For each bacterial strain, we used the relative growth, G_A, in every chemical stressor combination as an overall phenotype for stressor response. We calculated the pair-wise Euclidean distance of stressor responses between strains and then visualized the similarity between strains using hierarchical clustering.

We extracted the pair-wise distance matrices for both the phenotypic data (the clustered chemical responses) and the phylogeny and tested the association between them using a Mantel test. This test is appropriate when measuring phylogenetic signal from multiple continuous traits, that is, our clustering based on phenotypic responses to 255 chemical mixtures⁴⁹. Here we used Kendall’s rank correlation τ as the statistical method applied to the Mantel test due to the non-parametric distribution of the pair-wise phenotypic distances.
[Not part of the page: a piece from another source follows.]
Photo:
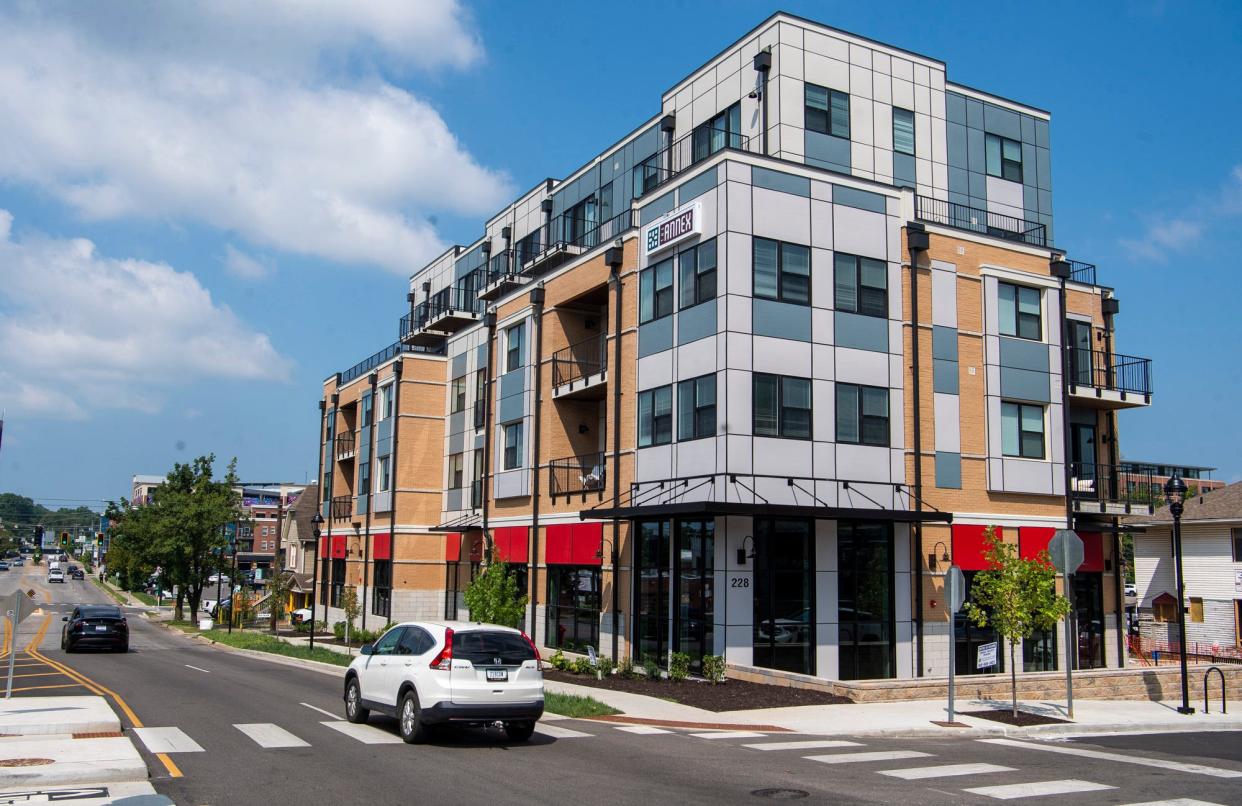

To further test evolutionary constraints on the responses of bacteria to each of the chemicals tested here, we quantified two measures of phylogenetic signal—Pagel’s λ (ref. ⁵⁰) and Blomberg’s K (ref. ⁵¹). These metrics both quantify the degree to which the distribution of traits at the tips of a phylogeny (here given by our G metric) are driven by shared evolutionary history. For both metrics, values of 0 imply no phylogenetic signal, whereas values of 1 imply strong phylogenetic signal, where the trait has evolved gradually along the phylogenetic tree under an evolutionary model approximating Brownian motion. λ is bounded between 0 and 1, with intermediate values showing deviation from a Brownian motion model due to factors such as variation in evolutionary rate over time. K is not bounded in such a way, and K > 1 indicates more phylogenetic signal than expected under a Brownian motion model, implying a substantial degree of trait conservatism. Pagel’s λ requires that the trait be normally distributed; however, our G values tended to have left-skewed distributions. Therefore, we transformed the values to produce a normal distribution before testing for λ.

The Mantel test and test for significance were performed using the Vegan R package, version 2.6-4 (ref. ⁵²). The λ and K tests for phylogenetic signal were performed with the Phytools R package, version 1.2-0 (ref. ⁵³).

Statistics and reproducibility

No statistical method was used to predetermine the sample size. If there was evidence of contamination in any of the bacterial growth curves, these data were excluded from the analyses. Then, 383 of 15,120 curves were excluded due to potential contamination (2.5%). The experiments were not randomized. The Investigators were not blinded to allocation during experiments and outcome assessment.

Reporting summary

Further information on research design is available in the Nature Portfolio Reporting Summary linked to this article.